Tied into my above answer, we’re seeing clients invest heavily in systems such as Teams and Zoom, and other collaboration tools. As part of the (enforced) trend towards home working and the expectation that this trend will become part of the norm moving forward, we’re also seeing clients investing more heavily in cybersecurity. Clients are being asked by their customers and potential customers to clearly outline their cyber resilience and compliance efforts in line with various standards, leading to an increase in investment. We’re also seeing clients start to invest more in on-demand or as-a-service offerings rather than recruiting their own internal security teams, either because of financial restrictions or the scarcity of resources. We’re seeing clients invest in managed service/subscription-based offerings such as our “Max does Cybersecurity” proposition.
How do you deal with stress and unwind outside of the office?
I find exercise is the best way to deal with stress outside of the office. It’s really important to me to get to the gym or out on my bike most days, as this is a real opportunity to grab an hour or two without thinking about the stress of work. I firmly believe that exercise is as good for you mentally as it is physically.
If you could go back and change one career decision, what would it be?

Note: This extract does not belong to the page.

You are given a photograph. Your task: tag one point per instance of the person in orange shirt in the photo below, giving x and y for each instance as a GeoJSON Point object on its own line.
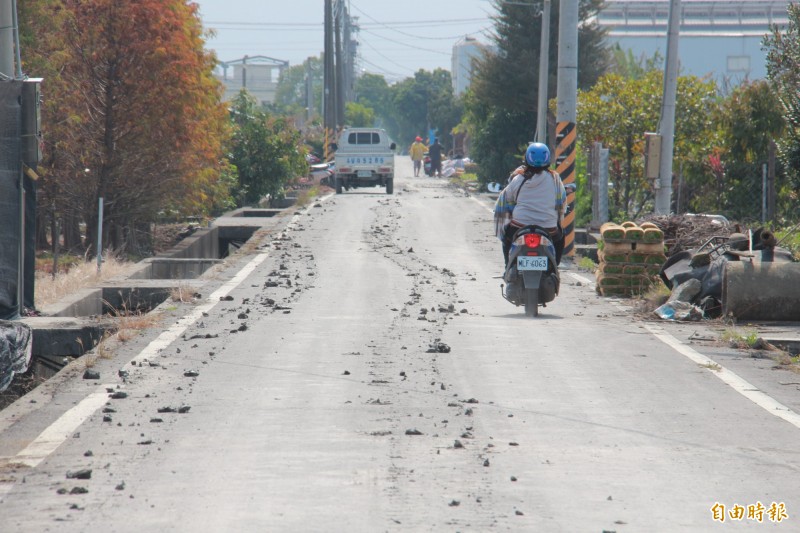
{"type": "Point", "coordinates": [417, 152]}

I went to work for a small start-up business around 2002 without researching in enough detail the company’s proposition, values, and the people behind it. It was an absolute disaster, and I left after 9 months. It’s always important to make sure that you have a clear understanding of a company’s proposition and its values. If your values don’t match the organization you’re working for, it might be time to look elsewhere.

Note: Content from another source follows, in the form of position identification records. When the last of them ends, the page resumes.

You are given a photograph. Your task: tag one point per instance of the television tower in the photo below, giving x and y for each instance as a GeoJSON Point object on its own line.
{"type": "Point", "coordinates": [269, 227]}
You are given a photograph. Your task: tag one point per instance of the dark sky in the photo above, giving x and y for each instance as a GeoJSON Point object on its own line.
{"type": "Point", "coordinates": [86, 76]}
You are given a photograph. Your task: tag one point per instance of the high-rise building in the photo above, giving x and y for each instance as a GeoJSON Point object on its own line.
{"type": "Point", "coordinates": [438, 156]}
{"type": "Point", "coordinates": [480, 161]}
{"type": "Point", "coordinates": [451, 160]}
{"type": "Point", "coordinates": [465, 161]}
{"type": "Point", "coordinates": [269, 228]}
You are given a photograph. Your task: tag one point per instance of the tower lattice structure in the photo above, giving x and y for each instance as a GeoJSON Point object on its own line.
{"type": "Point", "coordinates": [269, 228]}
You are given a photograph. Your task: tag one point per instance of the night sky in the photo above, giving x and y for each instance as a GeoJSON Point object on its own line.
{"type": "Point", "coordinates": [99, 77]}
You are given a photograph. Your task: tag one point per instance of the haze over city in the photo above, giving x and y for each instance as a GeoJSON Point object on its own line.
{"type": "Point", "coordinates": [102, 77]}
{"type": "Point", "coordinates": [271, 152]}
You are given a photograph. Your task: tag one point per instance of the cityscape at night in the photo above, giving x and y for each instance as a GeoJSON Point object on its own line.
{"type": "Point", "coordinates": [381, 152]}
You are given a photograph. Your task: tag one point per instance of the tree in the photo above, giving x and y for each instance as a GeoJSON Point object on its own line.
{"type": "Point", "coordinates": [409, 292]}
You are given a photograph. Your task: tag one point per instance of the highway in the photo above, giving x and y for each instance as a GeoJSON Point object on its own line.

What are the region-specific challenges when implementing new technologies in Europe?
Mainly around two areas – Cost: when compared with cheaper outsourced providers in APAC, etc., and the second is Legislation such as privacy, GDPR and international transfers to the US, etc.
What changes to your job role have you seen in the last year and how do you see these developing in the next 12 months?
As I moved to SureCloud just 12 months ago, my job role has changed quite dramatically. It’s great being back in an entrepreneurial, less political environment. My role has aligned back to focusing on growing the business through sales, proposition development, and strategy implementation rather than Excel spreadsheets. The last 6 months since the pandemic outbreak have obviously had a major impact, and my job role now is heavily involved in making sure that my leadership team and broader team are all still motivated and working well remotely.
What advice would you offer somebody aspiring to obtain a C-level position in your industry?
Work hard – there really isn’t any substitute for this. You’ve also got to have a lot of grit/resilience and be determined to succeed in what you do. It’s also really important to understand your clients’ challenges and needs. I’m from a sales background, so I’m not a technical expert but have focused my entire career on building a close relationship with my clients and understanding what keeps them awake at night. Once you do this, you can start to articulate how you can help them address their challenges rather than just talk to them about tactical services.